What types of orders for drug therapy might the nurse expect to find in a client's medical record? Select all that apply.
- A. Standing order
- B. STAT order
- C. Single order
- D. Alternate order
- E. PRN order
Correct Answer: A,B,C,E
Rationale: Common orders given by health care providers for drug therapy include the standing order, the single order, the PRN order, and the STAT order.
When a primary health care provider phones in a medication order, what should the nurse do? Select all that apply.
- A. Write down the order
- B. Record the order as soon as the MAR is retrieved
- C. Repeat back the information exactly as written
- D. Clarify any unclear information
- E. Obtain verbal confirmation that the information is correct
Correct Answer: A,C,D,E
Rationale: If a verbal order is given over the telephone, the nurse writes down the order immediately, repeats back the information exactly as written, and then asks for a verbal confirmation that it is correct. Any order that is unclear should be questioned and clarified.

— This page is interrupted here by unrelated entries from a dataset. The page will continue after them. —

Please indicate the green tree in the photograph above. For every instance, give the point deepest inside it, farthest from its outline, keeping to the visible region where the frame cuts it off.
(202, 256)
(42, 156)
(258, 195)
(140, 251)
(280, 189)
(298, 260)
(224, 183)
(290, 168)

A nurse's responsibility when a drug is prescribed for a client includes which of the following? Select all that apply.
- A. Administering the drug to the client
- B. Monitoring for therapeutic response
- C. Checking for drug?drug interactions
- D. Reporting adverse reactions
- E. Teaching the client information needed to administer drugs safely at home
Correct Answer: A,B,D,E
Rationale: When a drug is prescribed to a client, the nurse is responsible for the administration of the drug, monitoring for therapeutic effects, reporting adverse drug reactions, and teaching the client information needed to administer the drug safely at home. A pharmacist checks for drug?drug interactions prior to dispensing a drug for administration.